Mortágua também lamenta a aproximação entre PSD e CHEGA, que pode legitimar ideias extremistas. “Em vez de fazer um cordão sanitário e dizer que não aceitam governar com partidos fascistas, eles veem nessa aliança radicalizada uma forma de continuar no poder”, critica.

Desafios à esquerda

O afastamento entre António Costa e os partidos de esquerda ficou claro na votação do orçamento para 2021. O Bloco de Esquerda votou contra a proposta do governo, e o PCP absteve-se.

“O PS não consegue sozinho viabilizar o orçamento.

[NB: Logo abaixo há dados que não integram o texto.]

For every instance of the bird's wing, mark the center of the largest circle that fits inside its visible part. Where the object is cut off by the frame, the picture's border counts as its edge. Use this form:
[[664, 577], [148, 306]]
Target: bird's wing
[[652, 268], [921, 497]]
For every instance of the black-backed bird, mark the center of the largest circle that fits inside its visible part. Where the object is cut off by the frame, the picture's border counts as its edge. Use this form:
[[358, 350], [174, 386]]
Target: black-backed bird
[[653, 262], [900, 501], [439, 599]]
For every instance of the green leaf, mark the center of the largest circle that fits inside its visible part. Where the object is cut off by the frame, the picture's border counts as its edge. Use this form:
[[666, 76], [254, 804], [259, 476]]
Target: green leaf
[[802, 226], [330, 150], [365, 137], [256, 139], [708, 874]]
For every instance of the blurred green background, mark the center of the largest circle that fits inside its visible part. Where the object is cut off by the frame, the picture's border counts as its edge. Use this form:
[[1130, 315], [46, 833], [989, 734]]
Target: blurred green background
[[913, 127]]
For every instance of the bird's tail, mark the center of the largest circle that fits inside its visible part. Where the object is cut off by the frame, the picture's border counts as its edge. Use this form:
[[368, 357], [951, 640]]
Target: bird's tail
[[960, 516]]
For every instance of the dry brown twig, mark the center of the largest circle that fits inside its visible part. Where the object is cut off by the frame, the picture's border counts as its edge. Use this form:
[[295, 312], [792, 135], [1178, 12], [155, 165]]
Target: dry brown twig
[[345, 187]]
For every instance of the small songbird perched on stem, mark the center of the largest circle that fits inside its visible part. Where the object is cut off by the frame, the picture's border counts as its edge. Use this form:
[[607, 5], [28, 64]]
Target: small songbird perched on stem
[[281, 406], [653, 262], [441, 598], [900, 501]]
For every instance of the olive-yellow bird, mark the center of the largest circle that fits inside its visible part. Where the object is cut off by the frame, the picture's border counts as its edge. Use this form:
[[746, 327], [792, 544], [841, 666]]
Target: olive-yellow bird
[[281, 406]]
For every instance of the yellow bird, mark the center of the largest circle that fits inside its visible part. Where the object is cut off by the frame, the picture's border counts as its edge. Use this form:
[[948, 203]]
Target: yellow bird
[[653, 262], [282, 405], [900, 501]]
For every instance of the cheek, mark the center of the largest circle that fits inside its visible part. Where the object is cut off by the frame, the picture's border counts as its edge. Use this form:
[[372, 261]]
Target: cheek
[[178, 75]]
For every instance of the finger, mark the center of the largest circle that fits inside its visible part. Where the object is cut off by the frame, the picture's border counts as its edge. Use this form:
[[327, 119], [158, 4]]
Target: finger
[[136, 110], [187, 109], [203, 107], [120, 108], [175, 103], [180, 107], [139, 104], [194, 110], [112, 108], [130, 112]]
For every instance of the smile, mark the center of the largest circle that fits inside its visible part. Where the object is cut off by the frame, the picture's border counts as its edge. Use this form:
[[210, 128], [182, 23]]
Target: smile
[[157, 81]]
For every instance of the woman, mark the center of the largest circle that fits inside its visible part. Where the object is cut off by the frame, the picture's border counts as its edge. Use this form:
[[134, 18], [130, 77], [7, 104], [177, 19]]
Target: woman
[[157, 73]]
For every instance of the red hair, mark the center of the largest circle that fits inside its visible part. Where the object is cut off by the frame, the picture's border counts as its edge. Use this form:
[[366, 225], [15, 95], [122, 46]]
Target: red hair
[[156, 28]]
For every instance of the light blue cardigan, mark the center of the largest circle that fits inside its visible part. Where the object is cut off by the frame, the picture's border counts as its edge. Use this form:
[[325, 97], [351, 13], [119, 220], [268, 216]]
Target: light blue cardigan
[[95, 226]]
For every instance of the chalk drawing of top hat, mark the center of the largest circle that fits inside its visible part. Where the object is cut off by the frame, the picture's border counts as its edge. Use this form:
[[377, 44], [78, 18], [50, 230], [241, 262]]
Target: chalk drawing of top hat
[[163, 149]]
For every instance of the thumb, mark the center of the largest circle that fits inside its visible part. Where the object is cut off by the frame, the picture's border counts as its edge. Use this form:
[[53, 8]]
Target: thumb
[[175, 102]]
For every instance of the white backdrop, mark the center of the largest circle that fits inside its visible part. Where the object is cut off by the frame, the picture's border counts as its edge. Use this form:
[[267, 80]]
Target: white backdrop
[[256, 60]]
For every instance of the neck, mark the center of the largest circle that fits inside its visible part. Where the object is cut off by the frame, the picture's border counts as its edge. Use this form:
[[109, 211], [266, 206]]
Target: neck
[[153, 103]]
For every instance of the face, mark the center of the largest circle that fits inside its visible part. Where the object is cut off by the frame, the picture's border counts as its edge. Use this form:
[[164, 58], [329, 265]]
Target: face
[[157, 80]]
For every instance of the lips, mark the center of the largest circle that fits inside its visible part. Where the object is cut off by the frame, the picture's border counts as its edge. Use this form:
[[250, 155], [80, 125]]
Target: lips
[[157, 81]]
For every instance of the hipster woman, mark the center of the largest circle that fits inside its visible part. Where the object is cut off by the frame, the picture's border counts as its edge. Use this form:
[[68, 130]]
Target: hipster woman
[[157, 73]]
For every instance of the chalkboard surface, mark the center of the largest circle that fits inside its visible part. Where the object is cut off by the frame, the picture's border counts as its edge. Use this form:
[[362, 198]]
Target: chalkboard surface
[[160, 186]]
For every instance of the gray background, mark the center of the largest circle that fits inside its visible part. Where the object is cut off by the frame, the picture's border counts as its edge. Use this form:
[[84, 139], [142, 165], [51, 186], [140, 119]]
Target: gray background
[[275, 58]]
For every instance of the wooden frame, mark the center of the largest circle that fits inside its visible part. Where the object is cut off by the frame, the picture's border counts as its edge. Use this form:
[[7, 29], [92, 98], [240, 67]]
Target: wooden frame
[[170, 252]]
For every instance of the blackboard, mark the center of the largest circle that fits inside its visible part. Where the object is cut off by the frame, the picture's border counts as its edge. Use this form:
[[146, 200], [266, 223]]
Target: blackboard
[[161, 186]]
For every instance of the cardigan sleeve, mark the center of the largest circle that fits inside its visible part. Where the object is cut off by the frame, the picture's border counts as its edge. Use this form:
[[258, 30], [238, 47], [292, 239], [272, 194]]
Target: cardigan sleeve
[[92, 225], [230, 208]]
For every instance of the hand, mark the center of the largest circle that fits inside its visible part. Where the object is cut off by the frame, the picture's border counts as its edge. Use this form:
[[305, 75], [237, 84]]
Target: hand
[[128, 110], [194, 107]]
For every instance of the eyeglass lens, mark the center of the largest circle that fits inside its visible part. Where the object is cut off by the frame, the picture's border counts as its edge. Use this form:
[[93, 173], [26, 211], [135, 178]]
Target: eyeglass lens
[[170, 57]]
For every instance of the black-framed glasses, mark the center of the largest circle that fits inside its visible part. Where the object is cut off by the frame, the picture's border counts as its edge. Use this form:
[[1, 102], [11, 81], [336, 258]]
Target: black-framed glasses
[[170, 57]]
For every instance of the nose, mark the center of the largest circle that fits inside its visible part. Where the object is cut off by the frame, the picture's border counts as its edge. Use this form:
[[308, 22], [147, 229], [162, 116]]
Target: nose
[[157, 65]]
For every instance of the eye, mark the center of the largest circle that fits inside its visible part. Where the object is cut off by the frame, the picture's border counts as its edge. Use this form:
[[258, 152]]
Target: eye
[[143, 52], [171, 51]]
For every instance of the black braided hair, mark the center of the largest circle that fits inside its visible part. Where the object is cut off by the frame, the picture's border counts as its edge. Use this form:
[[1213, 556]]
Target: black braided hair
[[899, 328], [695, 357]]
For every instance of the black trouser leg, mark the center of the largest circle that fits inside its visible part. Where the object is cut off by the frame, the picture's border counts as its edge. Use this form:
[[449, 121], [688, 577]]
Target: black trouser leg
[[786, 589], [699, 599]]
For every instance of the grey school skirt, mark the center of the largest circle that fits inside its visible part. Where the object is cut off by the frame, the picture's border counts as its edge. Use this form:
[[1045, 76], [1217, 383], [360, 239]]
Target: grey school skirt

Nesse último, optamos por não votarmos contra e nos abstivemos, porque avaliamos que haviam sido garantidos avanços que contribuem para melhoria da vida dos trabalhadores”, explica Sandra Pereira.

Ao mesmo tempo, ela lamenta que o governo compactue com o “desmantelamento do sistema nacional de saúde, que permite que grandes grupos privados invistam no setor.”

Para Mortágua, a pandemia radicalizou as diferenças entre o projeto do atual governo e dos partidos esquerda.

“Não que ela tenha quebrado a tendencia que já existia, do PS governar cada vez mais ao centro, afastando-se progressivamente da Geringonça”, pondera.

“Mas a pandemia, que agrava as desigualdades sociais e impõe a necessidade de investimento, radicaliza a nossa diferença em relação ao PS, que segue respeitando os limites de déficit, segundo a política europeia.”

Alfredo Campos lembra que, embora a esquerda esteja disposta a se mobilizar por essas pautas, provocar instabilidade a ponto de derrubar o atual governo pode ser temerário, afinal a extrema direita mostrou-se uma força emergente.

Questionado se a esquerda deve fortalecer o governo contra um possível avanço do fascismo, o dirigente da CNA é categórico:

“Tudo depende da prática política do governo. Se ele quiser o apoio dos partidos de esquerda, terá que adotar políticas em defesa dos interesses do país e da população. Medidas em relação ao ensino, ao emprego, ao serviço nacional de saúde”, finaliza o dirigente da CNA.